Staff directory

ROMERA Thomas

PhD Student at Sorbonne University
Team : ALSOC
https://scholar.google.com/citations?user=3a-ZCD8AAAAJ&hl=en

Supervision : Lionel LACASSAGNE
Co-supervision : MEUNIER Quentin

Algorithm-Architecture Adaptation for Optical Flow on Embedded GPUs

Over the past two decades, commercial cameras have seen major advances in image and video quality, mainly thanks to technological progress in various components such as optics, digital storage, image stabilization, circuitry and digital sensors. The most notable advances have been in digital light sensors. To further improve the quality of camera images, innovations in image processing and computer vision are needed.

One of the major algorithmic blocks in this field is the estimation of pixel movement in a video, also known as optical flow. This block adds temporal information between frames of a video sequence that can be used to stabilize, denoise, unblur or increase the resolution. Most optical flow estimation algorithms are very effective in terms of quality, but their high processing time limits their real-time implementation on embedded platforms.

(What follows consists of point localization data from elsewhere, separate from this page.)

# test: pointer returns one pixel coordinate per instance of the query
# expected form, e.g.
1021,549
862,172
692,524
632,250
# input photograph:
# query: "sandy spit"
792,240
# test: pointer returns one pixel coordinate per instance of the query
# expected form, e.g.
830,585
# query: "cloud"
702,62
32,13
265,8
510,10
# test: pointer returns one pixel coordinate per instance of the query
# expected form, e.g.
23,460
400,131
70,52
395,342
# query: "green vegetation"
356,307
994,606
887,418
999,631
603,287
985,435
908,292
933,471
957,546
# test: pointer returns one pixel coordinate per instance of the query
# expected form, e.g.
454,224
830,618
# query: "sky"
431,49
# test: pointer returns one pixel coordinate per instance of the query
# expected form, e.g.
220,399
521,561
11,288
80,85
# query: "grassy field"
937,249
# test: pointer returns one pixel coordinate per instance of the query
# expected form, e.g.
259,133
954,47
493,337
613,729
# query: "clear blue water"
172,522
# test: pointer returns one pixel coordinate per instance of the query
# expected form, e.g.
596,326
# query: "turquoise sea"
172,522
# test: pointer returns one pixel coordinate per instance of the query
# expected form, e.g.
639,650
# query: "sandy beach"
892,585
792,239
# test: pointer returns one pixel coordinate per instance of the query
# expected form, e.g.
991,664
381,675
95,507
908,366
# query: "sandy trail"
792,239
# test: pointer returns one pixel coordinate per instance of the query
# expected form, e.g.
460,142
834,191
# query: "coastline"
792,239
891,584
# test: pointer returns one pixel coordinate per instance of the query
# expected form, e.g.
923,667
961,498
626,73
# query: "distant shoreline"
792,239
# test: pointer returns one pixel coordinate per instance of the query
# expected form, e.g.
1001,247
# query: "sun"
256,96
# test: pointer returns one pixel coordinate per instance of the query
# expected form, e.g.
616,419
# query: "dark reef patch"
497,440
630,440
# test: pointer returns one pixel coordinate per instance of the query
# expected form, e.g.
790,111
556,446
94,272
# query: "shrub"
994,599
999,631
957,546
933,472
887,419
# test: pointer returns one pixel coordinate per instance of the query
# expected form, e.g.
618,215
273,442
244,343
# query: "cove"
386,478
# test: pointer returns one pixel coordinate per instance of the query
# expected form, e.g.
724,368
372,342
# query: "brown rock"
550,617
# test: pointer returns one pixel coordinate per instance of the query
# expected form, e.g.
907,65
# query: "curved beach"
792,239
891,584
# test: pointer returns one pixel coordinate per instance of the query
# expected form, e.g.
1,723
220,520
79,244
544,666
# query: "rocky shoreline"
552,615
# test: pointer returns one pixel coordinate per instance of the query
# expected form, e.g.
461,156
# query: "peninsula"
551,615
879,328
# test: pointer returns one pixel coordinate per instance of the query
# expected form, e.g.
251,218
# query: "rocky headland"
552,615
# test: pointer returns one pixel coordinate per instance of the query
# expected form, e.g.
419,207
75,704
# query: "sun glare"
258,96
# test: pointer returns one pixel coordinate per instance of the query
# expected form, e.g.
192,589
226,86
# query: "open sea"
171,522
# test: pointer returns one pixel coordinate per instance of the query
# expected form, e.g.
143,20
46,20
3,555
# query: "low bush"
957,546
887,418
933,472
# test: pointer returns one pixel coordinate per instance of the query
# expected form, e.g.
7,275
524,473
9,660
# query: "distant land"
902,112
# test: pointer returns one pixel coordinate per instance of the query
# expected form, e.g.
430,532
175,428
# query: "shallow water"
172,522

The work carried out in this thesis focuses on the optimization and efficient implementation of optical flow estimation algorithms on embedded graphics processors. Two iterative algorithms have been studied: the TV-L1 estimation method and the Horn-Schunck estimation method. The primary objective of this work is to achieve real-time processing (less than 40 ms per frame) on low-power platforms, while maintaining acceptable image resolution and flow estimation quality for the intended applications.

Various optimization strategies have been explored. High-level algorithmic transformations, such as operator fusion and pipelining, have been implemented to maximize data reuse and enhance spatial and temporal locality. Additionally, GPU-specific low-level optimizations, including the utilization of vector instructions and numbers, as well as efficient memory access management, have been incorporated. The impact of floating-point number representation (single-precision versus half-precision) has also been investigated.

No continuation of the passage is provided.